Archive for the 'Subject guides' Category

Recommended websites

A reminder that each subject guide on the library website includes a list of recommended websites. These sites have been reviewed by a librarian, and contain authoritative and accurate information. Using the recommended websites will help save you time that would otherwise be spent trying to determine the author, accuracy, and currency of the information presented to you as you sift through thousands of Google (or Yahoo!, etc.) search results. Why spend all that time trying to find good websites, when we’ve already done the work for you!

Happy Thanksgiving!



INTUTE: Social Sciences

Here at the library, we’re big on what we like to call information portals. These are research based websites that provide access and links to scholarly and professional information in designated subject areas. One of the better portals on the web for information in the social sciences is INTUTE:Social Sciences There are some great links here, as well as access to reports and articles covering all fields within the social sciences. Give it a look today!


Audiobooks on the web…

Still looking for some entertaining audio to fill up your ipod while vacationing this summer? Take a look at the audiobook podcast directory from the Openculture website.


Online books

The University of Pennsylvania has put together a nice webpage with links to over 25, 000 online books that is certainly worth a look. A quick perusal of the items on offer raises the question: why are some books available online while others are not? Many of the books you’ll find online in full text are old enough that they fall in the public domain. While copyright laws are extensive, they do have limits in terms of longevity. For a roundup of copyright law and the public domain take a look at this webpage from Cornell University.

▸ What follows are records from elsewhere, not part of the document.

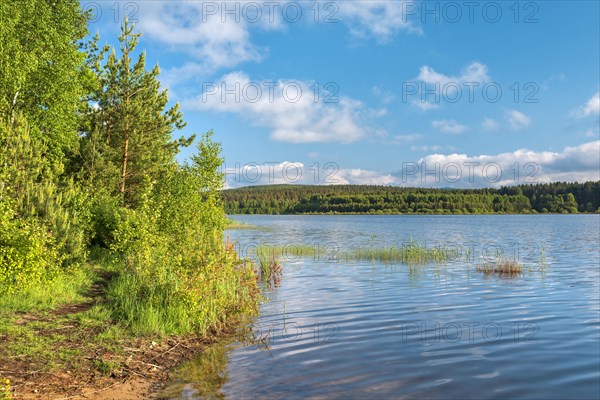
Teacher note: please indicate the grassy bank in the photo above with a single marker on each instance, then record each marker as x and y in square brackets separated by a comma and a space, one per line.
[410, 253]
[82, 334]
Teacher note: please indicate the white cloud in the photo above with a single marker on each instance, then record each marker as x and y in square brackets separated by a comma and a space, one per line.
[287, 172]
[385, 96]
[402, 139]
[357, 176]
[433, 148]
[592, 107]
[289, 109]
[187, 26]
[378, 19]
[578, 163]
[425, 105]
[445, 87]
[517, 120]
[449, 126]
[475, 72]
[490, 124]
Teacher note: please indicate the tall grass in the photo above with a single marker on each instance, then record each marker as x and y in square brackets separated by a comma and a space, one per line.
[63, 289]
[508, 267]
[169, 301]
[268, 262]
[412, 254]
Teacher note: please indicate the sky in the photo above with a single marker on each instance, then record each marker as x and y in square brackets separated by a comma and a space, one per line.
[405, 93]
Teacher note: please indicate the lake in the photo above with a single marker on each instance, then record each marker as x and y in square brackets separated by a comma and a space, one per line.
[336, 329]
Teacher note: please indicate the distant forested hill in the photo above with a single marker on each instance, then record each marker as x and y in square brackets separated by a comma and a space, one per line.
[558, 197]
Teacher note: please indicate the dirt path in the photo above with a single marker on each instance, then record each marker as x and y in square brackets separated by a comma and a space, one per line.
[58, 355]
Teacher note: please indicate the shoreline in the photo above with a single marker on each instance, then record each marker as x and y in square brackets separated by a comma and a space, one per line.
[64, 353]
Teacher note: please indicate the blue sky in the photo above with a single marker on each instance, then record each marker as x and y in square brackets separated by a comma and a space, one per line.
[372, 122]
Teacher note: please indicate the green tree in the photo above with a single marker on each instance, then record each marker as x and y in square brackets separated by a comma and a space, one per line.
[42, 68]
[129, 145]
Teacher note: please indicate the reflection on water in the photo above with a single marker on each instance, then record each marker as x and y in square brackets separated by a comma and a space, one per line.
[336, 329]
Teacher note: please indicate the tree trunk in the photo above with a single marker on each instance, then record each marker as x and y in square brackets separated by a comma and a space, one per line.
[124, 169]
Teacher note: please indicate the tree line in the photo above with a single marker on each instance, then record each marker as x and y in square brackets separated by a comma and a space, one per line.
[557, 197]
[89, 180]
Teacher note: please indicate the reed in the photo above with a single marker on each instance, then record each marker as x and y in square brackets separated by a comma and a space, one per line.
[506, 267]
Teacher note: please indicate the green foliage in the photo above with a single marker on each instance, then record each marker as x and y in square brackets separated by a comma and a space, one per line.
[358, 199]
[177, 276]
[43, 220]
[127, 144]
[42, 70]
[154, 224]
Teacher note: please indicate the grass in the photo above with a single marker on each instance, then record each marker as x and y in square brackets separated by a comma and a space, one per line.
[233, 224]
[270, 270]
[80, 323]
[505, 267]
[65, 289]
[412, 254]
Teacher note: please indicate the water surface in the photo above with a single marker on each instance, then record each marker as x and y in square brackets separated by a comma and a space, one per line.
[365, 330]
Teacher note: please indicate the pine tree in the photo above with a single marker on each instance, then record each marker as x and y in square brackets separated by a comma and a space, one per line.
[130, 129]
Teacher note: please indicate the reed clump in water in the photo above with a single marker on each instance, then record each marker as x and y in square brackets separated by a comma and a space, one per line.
[412, 253]
[505, 267]
[269, 267]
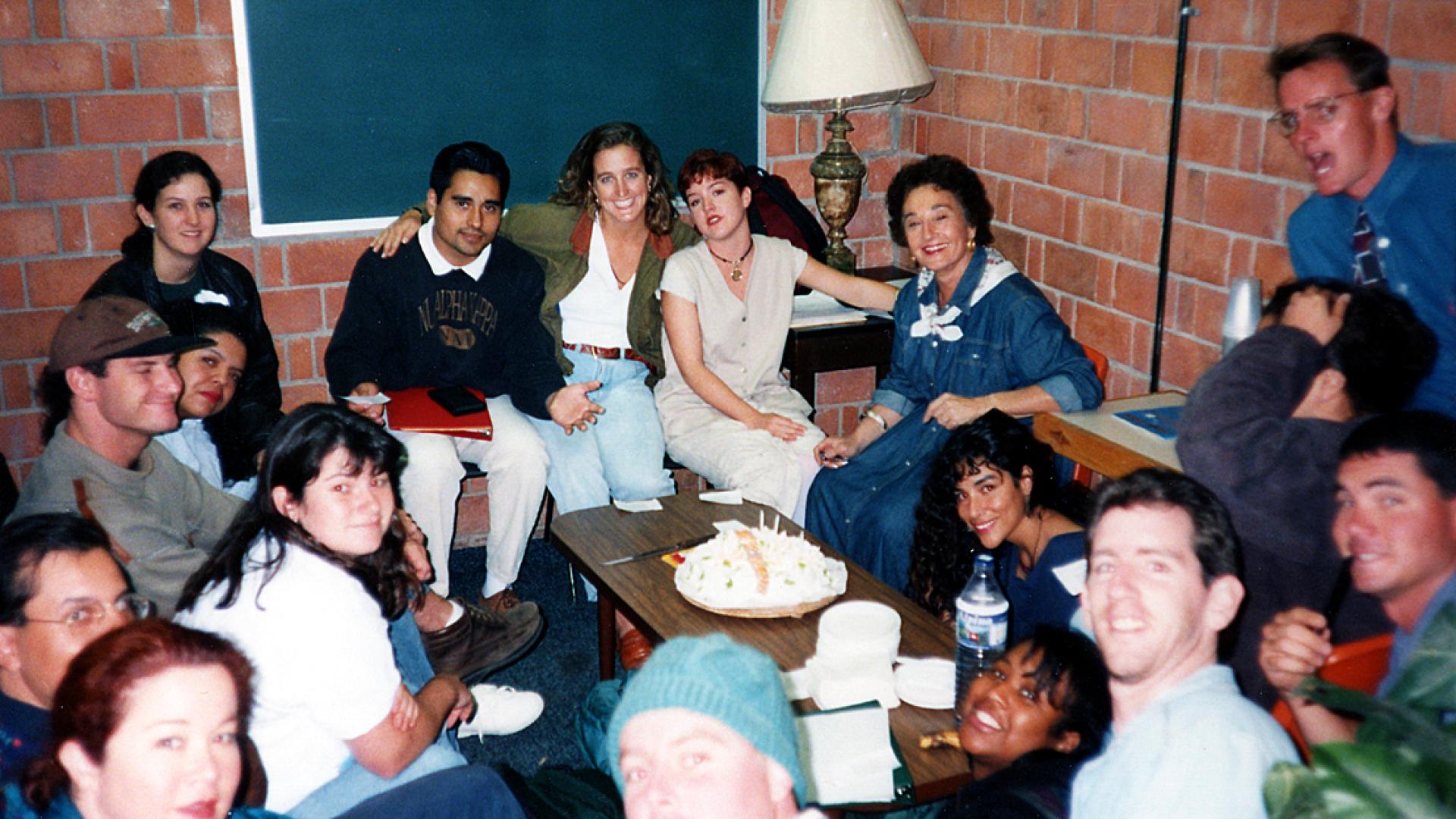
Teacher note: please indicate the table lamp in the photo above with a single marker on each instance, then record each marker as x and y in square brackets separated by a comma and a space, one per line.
[839, 55]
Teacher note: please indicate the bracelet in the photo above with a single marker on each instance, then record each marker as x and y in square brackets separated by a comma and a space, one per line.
[877, 419]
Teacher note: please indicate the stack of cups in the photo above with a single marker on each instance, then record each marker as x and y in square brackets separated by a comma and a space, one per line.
[854, 661]
[1241, 319]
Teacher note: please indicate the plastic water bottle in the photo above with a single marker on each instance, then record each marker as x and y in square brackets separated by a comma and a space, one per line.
[982, 617]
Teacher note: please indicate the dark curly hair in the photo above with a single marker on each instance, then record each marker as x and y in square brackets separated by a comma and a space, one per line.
[574, 184]
[951, 175]
[294, 453]
[944, 550]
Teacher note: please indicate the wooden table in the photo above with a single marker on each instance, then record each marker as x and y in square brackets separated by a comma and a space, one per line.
[1106, 444]
[645, 589]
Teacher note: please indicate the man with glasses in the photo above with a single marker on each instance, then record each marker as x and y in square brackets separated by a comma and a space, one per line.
[60, 589]
[1383, 212]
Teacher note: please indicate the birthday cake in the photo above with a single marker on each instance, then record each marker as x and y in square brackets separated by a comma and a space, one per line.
[761, 573]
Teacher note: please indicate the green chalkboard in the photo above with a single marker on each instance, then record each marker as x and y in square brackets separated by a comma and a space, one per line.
[347, 102]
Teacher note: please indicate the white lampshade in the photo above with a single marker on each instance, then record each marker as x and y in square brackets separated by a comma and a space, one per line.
[843, 55]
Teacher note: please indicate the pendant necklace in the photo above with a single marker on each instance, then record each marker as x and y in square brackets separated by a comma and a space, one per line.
[737, 265]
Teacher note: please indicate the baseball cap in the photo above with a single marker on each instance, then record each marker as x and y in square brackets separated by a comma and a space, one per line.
[114, 327]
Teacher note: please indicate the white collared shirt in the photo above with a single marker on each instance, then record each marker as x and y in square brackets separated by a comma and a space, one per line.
[437, 262]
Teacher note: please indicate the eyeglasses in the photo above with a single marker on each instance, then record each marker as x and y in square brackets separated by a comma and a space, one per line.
[86, 615]
[1316, 111]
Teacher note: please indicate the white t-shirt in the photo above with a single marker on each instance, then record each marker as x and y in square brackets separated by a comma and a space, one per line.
[596, 309]
[325, 670]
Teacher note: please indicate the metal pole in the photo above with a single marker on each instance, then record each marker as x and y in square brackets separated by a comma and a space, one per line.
[1155, 368]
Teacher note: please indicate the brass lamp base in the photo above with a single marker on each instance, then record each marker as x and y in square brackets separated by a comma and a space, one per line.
[837, 177]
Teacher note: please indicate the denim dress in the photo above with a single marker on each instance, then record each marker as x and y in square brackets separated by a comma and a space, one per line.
[996, 333]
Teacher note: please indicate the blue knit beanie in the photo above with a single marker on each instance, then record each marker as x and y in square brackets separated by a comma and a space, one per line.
[718, 678]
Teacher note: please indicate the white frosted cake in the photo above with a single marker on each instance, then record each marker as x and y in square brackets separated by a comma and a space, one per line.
[759, 569]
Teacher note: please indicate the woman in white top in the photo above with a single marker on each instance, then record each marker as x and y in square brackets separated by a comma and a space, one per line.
[210, 378]
[727, 411]
[313, 585]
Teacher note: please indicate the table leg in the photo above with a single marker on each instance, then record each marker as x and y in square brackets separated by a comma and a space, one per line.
[606, 637]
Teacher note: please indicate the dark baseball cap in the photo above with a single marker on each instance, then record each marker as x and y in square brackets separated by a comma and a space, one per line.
[114, 327]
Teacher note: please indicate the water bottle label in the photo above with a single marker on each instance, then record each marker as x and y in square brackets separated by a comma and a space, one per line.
[982, 627]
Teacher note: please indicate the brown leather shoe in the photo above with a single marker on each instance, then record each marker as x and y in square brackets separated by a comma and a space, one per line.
[482, 642]
[500, 602]
[634, 649]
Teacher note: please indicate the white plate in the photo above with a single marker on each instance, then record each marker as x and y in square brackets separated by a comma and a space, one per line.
[927, 682]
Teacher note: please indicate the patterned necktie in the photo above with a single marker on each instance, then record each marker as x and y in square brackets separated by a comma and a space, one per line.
[1367, 260]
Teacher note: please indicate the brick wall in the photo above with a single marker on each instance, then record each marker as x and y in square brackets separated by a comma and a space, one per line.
[1060, 102]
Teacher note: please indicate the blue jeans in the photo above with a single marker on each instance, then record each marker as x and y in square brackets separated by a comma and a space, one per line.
[620, 457]
[354, 783]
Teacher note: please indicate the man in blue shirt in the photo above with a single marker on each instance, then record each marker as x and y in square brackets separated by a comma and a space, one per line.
[1397, 522]
[1383, 212]
[1163, 583]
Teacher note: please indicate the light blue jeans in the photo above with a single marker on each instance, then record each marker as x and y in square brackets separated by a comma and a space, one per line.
[620, 457]
[356, 783]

So while it is possible to read Huckleberry Finn online from sources like Project Gutenberg, your most likely not going to be able to find your recent text book for free online. However, the Regis Libraries do offer access to several electronic book collections including Books 24X7 and NetLibrary, which provide you access to copyrighted materials licensed for use by Regis University students. All of these sources are worth investigating!


Websites you can trust…

Given the recent report from Google about malicious websites, I thought it might be useful to direct you to one of our favorite web portals: the Librarians’ Internet Index. Here is a short summary of what this site offers.

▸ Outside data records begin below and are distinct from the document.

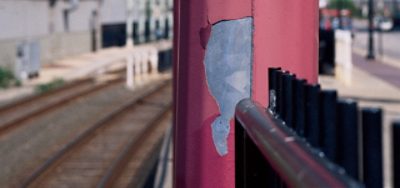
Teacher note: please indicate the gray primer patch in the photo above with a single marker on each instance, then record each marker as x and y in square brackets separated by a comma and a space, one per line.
[228, 62]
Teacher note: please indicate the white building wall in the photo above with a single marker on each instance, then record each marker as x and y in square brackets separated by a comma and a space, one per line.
[22, 19]
[113, 11]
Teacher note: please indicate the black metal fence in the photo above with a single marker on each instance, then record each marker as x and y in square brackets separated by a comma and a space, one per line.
[309, 137]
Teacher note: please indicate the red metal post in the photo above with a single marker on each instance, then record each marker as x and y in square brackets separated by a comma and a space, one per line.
[284, 34]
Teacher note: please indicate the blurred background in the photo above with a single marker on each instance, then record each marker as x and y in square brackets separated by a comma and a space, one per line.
[76, 74]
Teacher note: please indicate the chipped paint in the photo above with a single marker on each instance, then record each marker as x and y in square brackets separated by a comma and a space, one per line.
[228, 62]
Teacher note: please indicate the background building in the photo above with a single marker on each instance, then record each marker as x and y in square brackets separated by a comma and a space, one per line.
[54, 29]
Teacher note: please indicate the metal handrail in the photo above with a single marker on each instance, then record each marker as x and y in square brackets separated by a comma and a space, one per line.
[290, 156]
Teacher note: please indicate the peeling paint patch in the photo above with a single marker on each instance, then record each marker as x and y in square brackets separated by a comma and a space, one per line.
[228, 62]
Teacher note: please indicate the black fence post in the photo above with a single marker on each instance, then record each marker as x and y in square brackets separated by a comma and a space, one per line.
[327, 139]
[347, 137]
[312, 128]
[252, 170]
[396, 153]
[272, 84]
[287, 90]
[372, 147]
[299, 105]
[279, 93]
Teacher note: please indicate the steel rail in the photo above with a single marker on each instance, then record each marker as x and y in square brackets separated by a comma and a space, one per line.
[84, 137]
[9, 126]
[296, 163]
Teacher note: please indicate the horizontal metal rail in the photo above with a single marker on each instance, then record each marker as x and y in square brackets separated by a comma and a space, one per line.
[293, 160]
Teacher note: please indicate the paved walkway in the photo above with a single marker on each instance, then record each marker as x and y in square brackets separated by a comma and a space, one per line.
[73, 68]
[373, 84]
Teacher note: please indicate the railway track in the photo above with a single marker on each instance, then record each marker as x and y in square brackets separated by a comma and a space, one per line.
[107, 150]
[16, 114]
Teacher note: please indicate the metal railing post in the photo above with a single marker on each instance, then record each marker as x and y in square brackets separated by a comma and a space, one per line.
[299, 106]
[396, 153]
[347, 137]
[312, 128]
[327, 138]
[287, 92]
[371, 119]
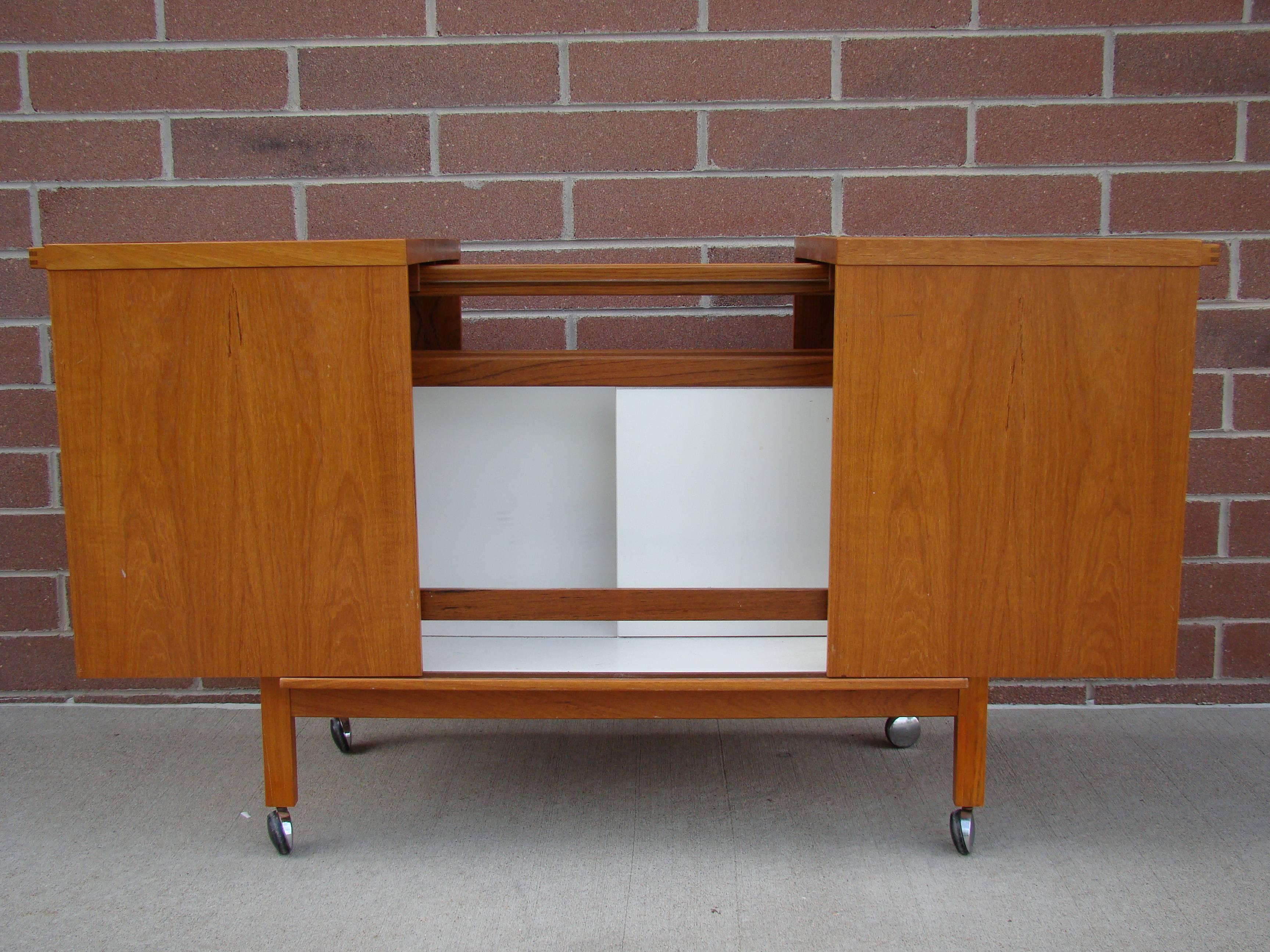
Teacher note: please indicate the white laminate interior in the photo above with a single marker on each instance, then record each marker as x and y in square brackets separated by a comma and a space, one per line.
[635, 488]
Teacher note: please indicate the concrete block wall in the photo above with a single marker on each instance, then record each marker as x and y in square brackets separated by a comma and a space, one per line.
[670, 130]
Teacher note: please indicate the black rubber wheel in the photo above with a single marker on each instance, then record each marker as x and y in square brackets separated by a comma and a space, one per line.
[279, 823]
[342, 733]
[962, 827]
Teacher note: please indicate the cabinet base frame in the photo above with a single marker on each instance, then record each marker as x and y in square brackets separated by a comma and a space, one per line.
[282, 700]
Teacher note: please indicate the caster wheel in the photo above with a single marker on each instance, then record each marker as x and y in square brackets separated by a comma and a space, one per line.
[962, 827]
[903, 732]
[279, 823]
[342, 733]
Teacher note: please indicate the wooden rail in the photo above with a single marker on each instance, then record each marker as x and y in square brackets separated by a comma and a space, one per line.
[623, 368]
[624, 605]
[459, 280]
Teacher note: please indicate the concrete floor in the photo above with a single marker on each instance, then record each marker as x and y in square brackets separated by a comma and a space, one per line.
[1105, 829]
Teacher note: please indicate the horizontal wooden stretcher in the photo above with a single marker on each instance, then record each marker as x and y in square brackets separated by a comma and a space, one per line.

We have over 20,000 entries, also maintained by our librarians and organized into 14 main topics and nearly 300 related topics. We also offer featured collections. These have ranged from The Grapes of Web (a companion to the 2002 California statewide Steinbeck reading program) to such topics as taxes, elections, and September 11.

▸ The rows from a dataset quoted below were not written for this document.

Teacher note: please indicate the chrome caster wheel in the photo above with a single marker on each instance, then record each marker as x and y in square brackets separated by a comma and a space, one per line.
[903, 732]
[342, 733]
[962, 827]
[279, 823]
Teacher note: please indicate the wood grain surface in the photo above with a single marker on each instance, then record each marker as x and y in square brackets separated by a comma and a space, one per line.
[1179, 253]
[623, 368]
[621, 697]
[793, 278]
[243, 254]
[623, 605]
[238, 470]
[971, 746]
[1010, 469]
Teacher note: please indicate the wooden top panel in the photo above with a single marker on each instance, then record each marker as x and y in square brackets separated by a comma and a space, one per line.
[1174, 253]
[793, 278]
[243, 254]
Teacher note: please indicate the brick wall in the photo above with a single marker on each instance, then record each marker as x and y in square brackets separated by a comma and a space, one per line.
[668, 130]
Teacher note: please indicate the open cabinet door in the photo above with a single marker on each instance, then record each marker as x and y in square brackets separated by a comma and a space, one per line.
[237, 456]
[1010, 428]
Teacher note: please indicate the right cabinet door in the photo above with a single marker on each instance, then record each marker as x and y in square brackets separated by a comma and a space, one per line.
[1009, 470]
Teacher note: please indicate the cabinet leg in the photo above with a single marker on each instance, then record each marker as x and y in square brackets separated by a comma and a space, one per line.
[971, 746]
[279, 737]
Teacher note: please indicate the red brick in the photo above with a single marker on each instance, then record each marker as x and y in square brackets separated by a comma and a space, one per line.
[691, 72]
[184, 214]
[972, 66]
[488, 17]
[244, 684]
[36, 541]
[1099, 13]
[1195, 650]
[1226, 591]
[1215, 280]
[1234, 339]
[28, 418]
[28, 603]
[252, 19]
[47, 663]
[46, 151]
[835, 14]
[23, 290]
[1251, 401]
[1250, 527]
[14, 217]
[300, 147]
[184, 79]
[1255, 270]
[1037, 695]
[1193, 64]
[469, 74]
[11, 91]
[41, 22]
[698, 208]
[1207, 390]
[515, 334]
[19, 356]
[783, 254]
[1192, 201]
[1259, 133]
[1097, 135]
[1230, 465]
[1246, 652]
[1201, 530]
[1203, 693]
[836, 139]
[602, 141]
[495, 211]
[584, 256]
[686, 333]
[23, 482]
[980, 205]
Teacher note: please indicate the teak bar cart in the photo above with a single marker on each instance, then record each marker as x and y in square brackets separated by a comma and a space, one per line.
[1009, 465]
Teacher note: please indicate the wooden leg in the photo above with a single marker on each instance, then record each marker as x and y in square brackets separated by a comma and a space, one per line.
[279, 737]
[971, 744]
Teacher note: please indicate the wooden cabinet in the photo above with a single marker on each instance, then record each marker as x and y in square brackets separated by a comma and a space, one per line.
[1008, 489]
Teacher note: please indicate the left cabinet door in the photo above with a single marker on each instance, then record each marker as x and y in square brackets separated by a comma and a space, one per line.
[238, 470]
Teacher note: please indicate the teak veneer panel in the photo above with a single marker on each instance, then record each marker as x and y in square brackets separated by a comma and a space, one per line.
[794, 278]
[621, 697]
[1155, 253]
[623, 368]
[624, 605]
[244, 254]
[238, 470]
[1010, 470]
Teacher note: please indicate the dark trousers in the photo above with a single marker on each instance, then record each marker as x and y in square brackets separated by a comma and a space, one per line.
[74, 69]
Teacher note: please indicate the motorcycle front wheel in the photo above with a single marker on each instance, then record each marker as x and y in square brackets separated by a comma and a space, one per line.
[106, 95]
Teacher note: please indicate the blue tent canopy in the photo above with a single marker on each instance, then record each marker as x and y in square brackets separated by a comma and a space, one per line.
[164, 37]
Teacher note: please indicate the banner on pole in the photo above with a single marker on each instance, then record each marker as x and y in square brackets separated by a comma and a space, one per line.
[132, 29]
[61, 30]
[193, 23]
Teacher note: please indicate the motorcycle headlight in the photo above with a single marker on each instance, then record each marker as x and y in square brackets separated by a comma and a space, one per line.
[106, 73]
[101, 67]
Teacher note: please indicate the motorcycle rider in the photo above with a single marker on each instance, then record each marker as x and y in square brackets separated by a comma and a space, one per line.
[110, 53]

Just like with the list of recommended websites you can find on each of the Regis Libraries subject guides, the Librarians’ Internet Index offers you access to authoritative and current resources on the web that have been reviewed by a librarian.


Library handouts

Have you checked out the Regis Libraries selection of handouts covering subject areas, general research help, specific resources, and finding articles? Well if you have not already taken advantage of these great guides, take a look at the entire list!


Starting your research…

Whenever we get a chance to speak with students, we always emphasize using the resources available at the Regis Libraries. Before you get started with your research, you might want to take a look at the Research Skills Tutorial. A goal of this tutorial is to improve information literacy among students. What is information literacy and why is it important? The Association of College and Research Libraries (ACRL) offers a good explanation on their website–but essentially, it is “the ability to locate, evaluate, and use information to become independent life-long learners.” We’ll talk more about information literacy in future posts. Please let us know your thoughts on the subject.

When you’re ready to begin your research, the subject guides on the library website are the place to start. The resources listed on the guides will direct you to the scholarly and professional literature in your field. For your projects for ED 205, most of you will want to refer to the resources listed on the Education guide–although there may be other subjects you’ll want to consider as well.